In morrowind, everything was exotic and unique, while keeping to the style of custom RPGs, which I liked. I always wanted to explore new crazy things in the world, as well as the interesting quests and NPCs.
Then oblivion came and shattered that. No unique monsters (besides daedra, I guess, but even then they're scarce, and the oblivion world was highly repetitive), No real unique places, nothing. Monsters turned into things you'd expect to see in your average forest, and it just seemed so boring and dull.
Perhaps the thing that made me love morrowind is, oddly enough, the fact that it didn't feel like the real world, or just every other 'Ye olden days' RPGs. It was unique, immersive, had quality and structure that just made you want to dive in and unravel the next thread of it's world. While as in Oblivion, I could walk into any cave and expect to see the same things I've seen in two other caves on the other side of the world. Level scaling ruined this even further.
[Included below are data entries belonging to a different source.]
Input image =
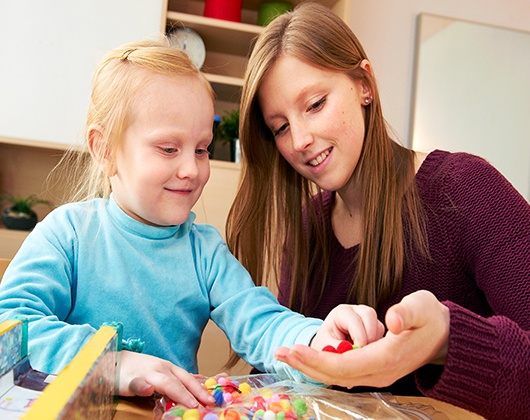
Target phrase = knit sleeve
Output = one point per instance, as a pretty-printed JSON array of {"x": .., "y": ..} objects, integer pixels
[{"x": 488, "y": 363}]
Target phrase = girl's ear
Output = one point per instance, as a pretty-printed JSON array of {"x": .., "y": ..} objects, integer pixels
[
  {"x": 365, "y": 65},
  {"x": 98, "y": 149},
  {"x": 366, "y": 91}
]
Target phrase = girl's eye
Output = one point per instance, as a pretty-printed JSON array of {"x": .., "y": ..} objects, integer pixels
[
  {"x": 202, "y": 152},
  {"x": 281, "y": 129},
  {"x": 317, "y": 105}
]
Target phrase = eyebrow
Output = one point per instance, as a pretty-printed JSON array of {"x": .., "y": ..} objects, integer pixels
[{"x": 298, "y": 98}]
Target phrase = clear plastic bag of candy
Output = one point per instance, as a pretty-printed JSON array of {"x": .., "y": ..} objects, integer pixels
[{"x": 265, "y": 397}]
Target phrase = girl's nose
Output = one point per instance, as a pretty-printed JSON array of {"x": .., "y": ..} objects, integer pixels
[
  {"x": 188, "y": 167},
  {"x": 301, "y": 138}
]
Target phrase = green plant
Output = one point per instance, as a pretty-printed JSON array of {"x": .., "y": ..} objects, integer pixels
[
  {"x": 228, "y": 129},
  {"x": 23, "y": 205}
]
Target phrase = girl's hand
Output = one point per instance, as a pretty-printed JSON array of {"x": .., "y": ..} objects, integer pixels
[
  {"x": 143, "y": 375},
  {"x": 355, "y": 323},
  {"x": 418, "y": 331}
]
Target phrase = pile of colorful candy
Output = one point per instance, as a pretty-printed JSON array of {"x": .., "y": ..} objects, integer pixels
[{"x": 238, "y": 401}]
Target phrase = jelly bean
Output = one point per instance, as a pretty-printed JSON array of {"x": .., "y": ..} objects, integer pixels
[
  {"x": 170, "y": 404},
  {"x": 210, "y": 383},
  {"x": 191, "y": 414},
  {"x": 330, "y": 349},
  {"x": 218, "y": 396},
  {"x": 344, "y": 346},
  {"x": 245, "y": 388},
  {"x": 231, "y": 415},
  {"x": 258, "y": 415},
  {"x": 269, "y": 415},
  {"x": 276, "y": 407},
  {"x": 285, "y": 405},
  {"x": 178, "y": 411},
  {"x": 227, "y": 397},
  {"x": 300, "y": 406}
]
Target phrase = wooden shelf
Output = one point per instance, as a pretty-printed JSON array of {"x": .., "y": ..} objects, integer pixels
[{"x": 216, "y": 32}]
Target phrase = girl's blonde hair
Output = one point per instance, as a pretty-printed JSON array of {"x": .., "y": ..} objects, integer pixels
[
  {"x": 266, "y": 222},
  {"x": 119, "y": 79}
]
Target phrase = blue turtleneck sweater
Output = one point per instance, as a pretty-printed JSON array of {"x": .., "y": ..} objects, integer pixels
[{"x": 89, "y": 263}]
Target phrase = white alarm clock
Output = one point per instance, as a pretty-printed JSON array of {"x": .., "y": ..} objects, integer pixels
[{"x": 190, "y": 41}]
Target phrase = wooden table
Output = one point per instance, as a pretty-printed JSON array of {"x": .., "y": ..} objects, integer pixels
[{"x": 136, "y": 408}]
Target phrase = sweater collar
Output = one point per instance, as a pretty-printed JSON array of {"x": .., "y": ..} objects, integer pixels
[{"x": 126, "y": 222}]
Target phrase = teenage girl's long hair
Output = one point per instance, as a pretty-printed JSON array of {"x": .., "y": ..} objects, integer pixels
[{"x": 266, "y": 219}]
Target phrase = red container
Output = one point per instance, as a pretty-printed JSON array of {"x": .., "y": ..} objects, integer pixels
[{"x": 223, "y": 9}]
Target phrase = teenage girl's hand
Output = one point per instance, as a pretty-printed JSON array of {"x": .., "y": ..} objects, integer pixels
[
  {"x": 355, "y": 323},
  {"x": 418, "y": 331},
  {"x": 143, "y": 375}
]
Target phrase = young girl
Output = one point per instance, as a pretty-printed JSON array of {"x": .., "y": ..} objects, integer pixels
[
  {"x": 357, "y": 218},
  {"x": 130, "y": 252}
]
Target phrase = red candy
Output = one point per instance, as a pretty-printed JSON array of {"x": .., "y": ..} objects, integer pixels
[{"x": 343, "y": 347}]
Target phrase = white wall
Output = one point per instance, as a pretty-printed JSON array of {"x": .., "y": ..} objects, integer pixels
[
  {"x": 387, "y": 30},
  {"x": 48, "y": 51}
]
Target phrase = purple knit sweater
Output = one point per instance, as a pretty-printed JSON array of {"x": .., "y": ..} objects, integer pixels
[{"x": 478, "y": 229}]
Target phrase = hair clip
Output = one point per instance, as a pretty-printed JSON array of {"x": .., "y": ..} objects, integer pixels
[{"x": 126, "y": 53}]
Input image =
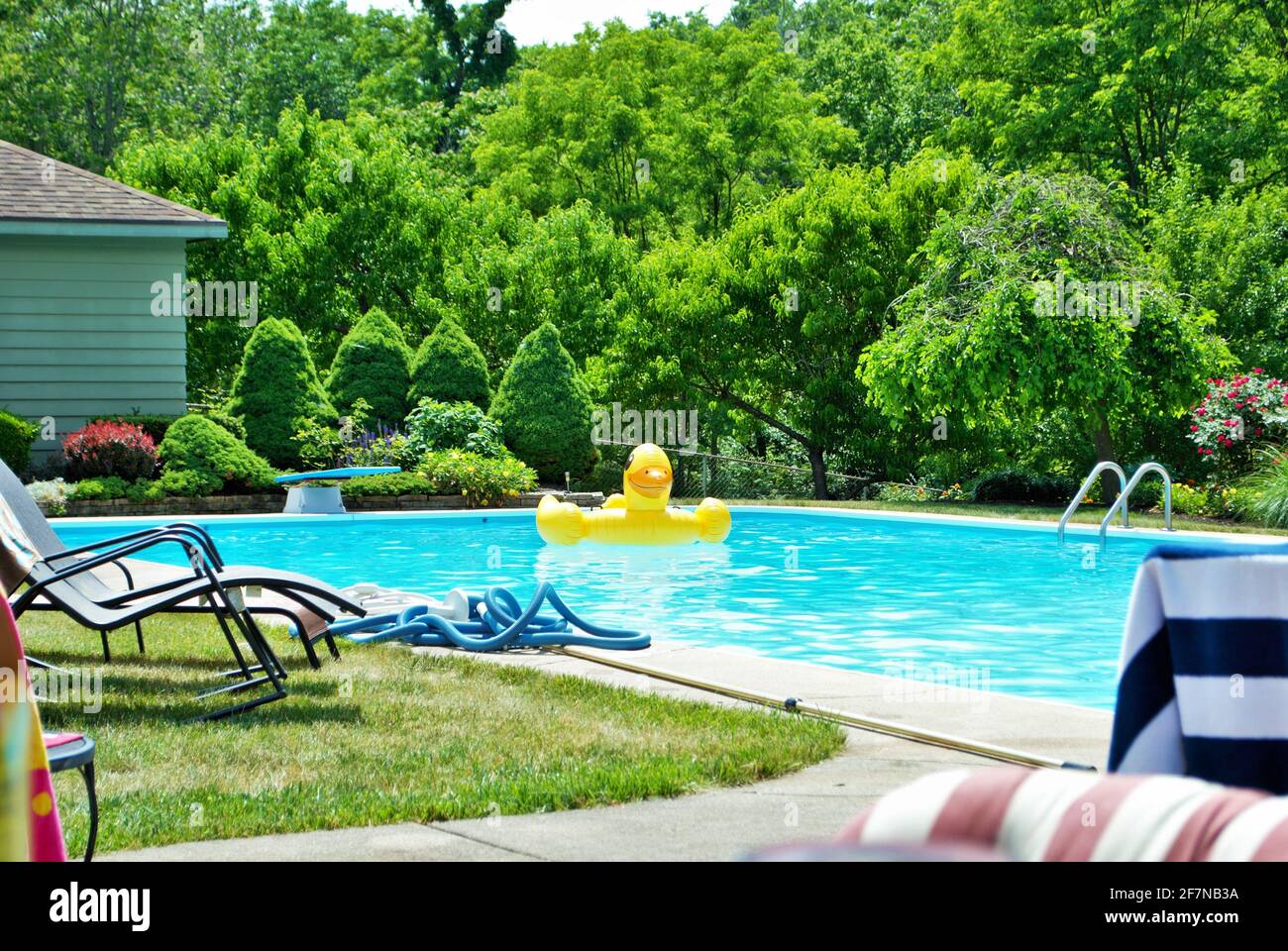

I'm not going by gameplay aspects at all on this one, surprisingly. I'm just thinking about what made Morrowind great. Oblivion somewhat improved in the Shivering Isles, but even then it got repetitive, and I got used to everything. "Gasp, what!? How do you get used to a madworld!?" When the developers don't create enough immersion and uniqueness.
Fallout 3 improved on this, having a retro 50's idealism, having unique places and creatures, and more immersion. Characters even had unique personalities, where oblivion lacked.
Perhaps I'm just rambling on about things that have been mentioned 200 times before, but I've just been thinking about it. hardcoe bethesda fans, most commonly, liked Morrowind more than Oblivion, and Fallout 3 more than Oblivion. I don't know if it's just because of gameplay, or if it's the reasons I mentioned above, but this is just what I feel.